California wine nation vacation spot SingleThread, a three-star Michelin restaurant, is understood for making intricate dishes utilizing contemporary produce from their very own farm. Utilizing freshly-picked produce, chef Kyle Connaughton and his staff curates a tasting menu that features mushi nabe black cod, anago shime, Duclair duck, and extra.
“We’re actually a restaurant pushed primarily by what’s coming from the farm and what the greens are,” Connaughton explains.
On the day Eater visited, the kitchen was engaged on turning an abundance of squash right into a sashimi dish.
“We have now completely different zucchini, completely different squash, and mainly we’re highlighting all of the completely different components of the plant,” Connaughton says.
First they ribbon the squash to get put onto the sashimi dish. The objective is to create the form of a chrysanthemum flower with squash and sashimi.
From there, the squash ribbons are compressed right into a kombu dashi — a Japanese soup inventory — with contemporary herbs.
Subsequent they put together the fish. In the present day, they’re utilizing what’s identified in Japan as a madai, or sea bream. They scale the fish then break it off the bone to salt treatment it.

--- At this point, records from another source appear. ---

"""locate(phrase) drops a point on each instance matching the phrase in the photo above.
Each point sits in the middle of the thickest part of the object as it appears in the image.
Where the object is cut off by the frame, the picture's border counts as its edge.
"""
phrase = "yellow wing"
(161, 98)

“That is all very traditional Japanese fish butchery,” says Connaughton. “That is actually about precision as a result of all the way in which all the way down to the ultimate slicing and getting every one of many slices to be precisely the identical is de facto essential for not how the dish seems to be, however the way it eats.”
The fish is then thinly sliced, and the squash and sashimi are organized like a flower on the serving dish.
Cooks make the stomach, tail, and collar of the fish right into a mousse that will get stuffed into the squash blossoms, that are then tempura fried.
The tempura fried squash blossom will get placed on a distinct dish, which is then stacked on high of the plate of squash sashimi utilizing a Japanese approach known as jubako.
“Our farmers are working for months, generally like a yr on a product, and we serve it that evening,” says Connaughton. “It’s type of our accountability as cooks to showcase the arduous work of the farmers.”